I want to start reading again. The last book I read was one of Nicole Jordan's erotica. That was last year. I can't even remember the name. That should tell you how detached I was and still am. I'm hiding behind writing, I know. I need to do better but I'm mostly exhausted. You know when believers say 'the spirit is willing but the flesh is weak.' It's that bad.

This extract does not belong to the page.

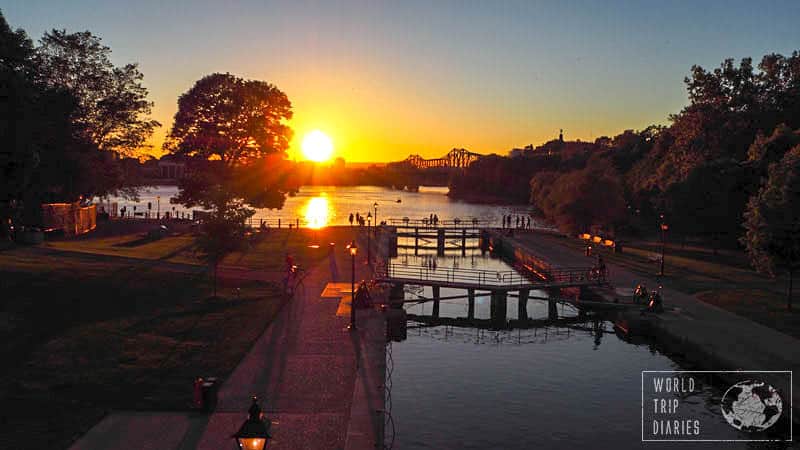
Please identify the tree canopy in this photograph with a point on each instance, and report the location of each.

There was a time I used to get this blank flashes, like a spell. It would last for a few minutes before disappearing again. Those short periods, I would feel absolutely nothing, like I wasn't present in this world anymore. This isn't like when you try to shut everything out or when you tell your thoughts and your brain to quiet down because you want some peace. It's absolutely different. If anything happens to you at that moment, you won't feel anything. But there must be some awareness. Otherwise, I wouldn't remember. Not sure that explains anything

They say you can pray to a god
With head bowed
And eyes closed in concentration
But you have questions
So you keep your head straight
You look the god in the eye
While you await your answers
You're torn between touching
His feet for blessings
Kneeling with prayer beads between your fingers
And make offerings with oil lamps
Either way, you want answers

I don't know how long I have before things can be right, if not completely, then to some extent. I feel like the universe is shutting me out all the more with each passing day. I swallow it because like I said in the beginning, I have responsibilities. Honestly, I haven't been this afraid before. The end and the answers to this scares the hell out of me. I can't even connect with the people I love anymore.

If you're still here, say a word of prayer for me. I hope your day is beautiful.